English    Türkçe    فارسی   

4
303-312

  • Çömlek, ateşten, isten simsiyah oldu, is rengini aldı; fakat et, kartlığından öylece duruyor, hiç pişmemiş!
  • Seni tam sekiz yıl ayrılık ateşiyle kaynattım ama hamlığın, münafıklığın, bir zerre bile eksilmemiş!
  • Hastalıktan donmuş kalmış koruksun sen... Hâlbuki koruklar, şimdi kuru üzüm haline geldi, sense hala hamsın!” 305
  • Âşığın hileye sapıp suçuna özür getirmesi ve niyetini gizlemeye savaşması, sevgilinin, bu hileyi de anlaması
  • Âşık dedi ki: “Kusuruma bakma... Bakayım, bana uyacak mısın, yoksa namuslu musun diye seni sınadım.

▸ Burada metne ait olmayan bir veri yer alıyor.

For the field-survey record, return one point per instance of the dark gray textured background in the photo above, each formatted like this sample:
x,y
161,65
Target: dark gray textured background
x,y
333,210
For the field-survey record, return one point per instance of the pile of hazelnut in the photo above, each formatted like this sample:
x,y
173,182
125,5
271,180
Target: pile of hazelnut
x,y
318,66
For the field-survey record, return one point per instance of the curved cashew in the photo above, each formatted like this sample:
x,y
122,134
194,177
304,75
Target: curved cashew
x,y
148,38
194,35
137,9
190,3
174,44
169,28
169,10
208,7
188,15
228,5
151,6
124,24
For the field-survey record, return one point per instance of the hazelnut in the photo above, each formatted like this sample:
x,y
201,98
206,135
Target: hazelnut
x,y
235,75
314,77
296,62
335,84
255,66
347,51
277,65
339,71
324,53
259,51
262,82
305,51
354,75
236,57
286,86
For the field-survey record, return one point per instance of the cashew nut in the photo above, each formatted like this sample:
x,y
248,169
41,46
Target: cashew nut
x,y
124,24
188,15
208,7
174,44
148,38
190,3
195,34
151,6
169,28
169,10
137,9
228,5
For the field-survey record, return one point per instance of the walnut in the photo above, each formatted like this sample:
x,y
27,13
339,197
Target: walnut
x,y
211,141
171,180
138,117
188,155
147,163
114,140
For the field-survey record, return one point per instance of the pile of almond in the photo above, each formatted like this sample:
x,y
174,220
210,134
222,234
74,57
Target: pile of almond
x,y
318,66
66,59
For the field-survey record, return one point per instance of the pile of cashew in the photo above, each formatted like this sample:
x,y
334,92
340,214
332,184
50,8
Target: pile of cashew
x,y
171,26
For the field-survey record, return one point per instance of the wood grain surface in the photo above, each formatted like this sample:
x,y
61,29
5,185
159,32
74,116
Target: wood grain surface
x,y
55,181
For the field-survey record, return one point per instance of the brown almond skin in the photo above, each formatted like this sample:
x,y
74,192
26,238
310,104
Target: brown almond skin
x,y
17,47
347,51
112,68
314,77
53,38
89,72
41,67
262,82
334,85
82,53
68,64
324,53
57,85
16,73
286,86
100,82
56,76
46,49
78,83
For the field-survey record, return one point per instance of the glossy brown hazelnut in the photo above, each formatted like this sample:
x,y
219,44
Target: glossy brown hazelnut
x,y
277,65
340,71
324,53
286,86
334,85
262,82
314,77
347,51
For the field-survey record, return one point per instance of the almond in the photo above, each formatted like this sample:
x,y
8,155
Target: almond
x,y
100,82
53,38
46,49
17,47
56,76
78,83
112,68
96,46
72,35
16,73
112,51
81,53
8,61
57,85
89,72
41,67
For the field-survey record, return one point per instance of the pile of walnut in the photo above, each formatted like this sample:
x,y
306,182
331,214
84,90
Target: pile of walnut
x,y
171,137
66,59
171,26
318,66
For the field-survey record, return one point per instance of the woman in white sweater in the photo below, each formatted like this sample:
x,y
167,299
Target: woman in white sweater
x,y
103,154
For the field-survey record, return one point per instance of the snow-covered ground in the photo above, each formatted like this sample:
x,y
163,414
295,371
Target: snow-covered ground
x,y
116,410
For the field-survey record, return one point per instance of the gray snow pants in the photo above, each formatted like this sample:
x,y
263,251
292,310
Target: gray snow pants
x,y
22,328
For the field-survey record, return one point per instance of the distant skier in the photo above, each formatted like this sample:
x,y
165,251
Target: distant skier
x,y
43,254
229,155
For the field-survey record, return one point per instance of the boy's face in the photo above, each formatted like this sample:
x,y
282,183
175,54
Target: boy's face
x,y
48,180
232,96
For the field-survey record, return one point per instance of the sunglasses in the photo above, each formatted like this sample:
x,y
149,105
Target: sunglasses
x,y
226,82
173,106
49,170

  • Senin namuslu olduğunu sınamadan da biliyordum ama haber alma, gözle görmeye benzer mi ya?
  • Sen bir güneşsin; adın sanın meşhur olmuş, âleme yayılmış! Güneşi böyle bir tecrübeye aldımsa ne ziyanı var?
  • Sen bensin, ben kendimi her gün fayda da, ziyanda sınar dururum.
  • Düşmanlar, peygamberleri de sınadılar, sınadılar da onlardan mucizeler zuhur etti. 310
  • Gözümü, nurla sınadım, ey gözlerinden kötü gözler, uzak olasıca sevgili!
  • Bu dünya bir viraneye benzer, sense definesin... Definede seni aradıysam incinme bana!